Late in European trading Thursday the pound reversed on the death of pro-stay MP Cox and it continued to soar until late Friday. As a result, GBP/USD finished higher on the week in a 350 pip climb from the lows.

The assassination of Jo Cox is likely to be remembered as the turning point but the 'leave' side was always an underdog. The latest two polls show 'remain' ahead 45%-42% and 44%-43% but the undecideds in a referendum almost always swing heavily toward the status quo.

Perhaps the best signals for the remain side are the GBP/USD technicals. The pair found support at 1.40, which was a critical spot. The reversal also closed above the May low, negating the potential breakdown.

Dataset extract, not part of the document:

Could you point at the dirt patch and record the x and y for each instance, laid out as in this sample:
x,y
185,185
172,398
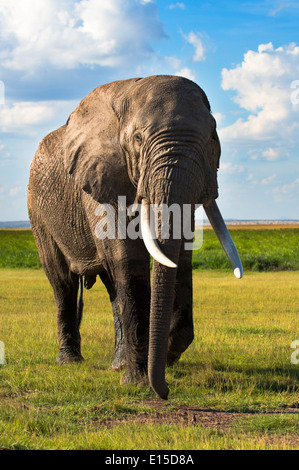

In any case, the race isn't over yet. Expect a few low liquidity twists and turns before June 23 and a flood of trading after the result is clear. Be wary of choppy trading as the market re-opens for the week.

At the same time, the rest of the world continues to turn. Chinese house prices rose 6.9% y/y in May compared to 6.2% prior. Price gains have been accelerating as looser lending this year restores the Chinese housing frenzy.

Looking ahead Brexit polls will continue to the most market-moving news. The UK Rightmove house price index is due at 2301 GMT. The prior reading was +7.8% y/y as house price continue to rise globally on low rates.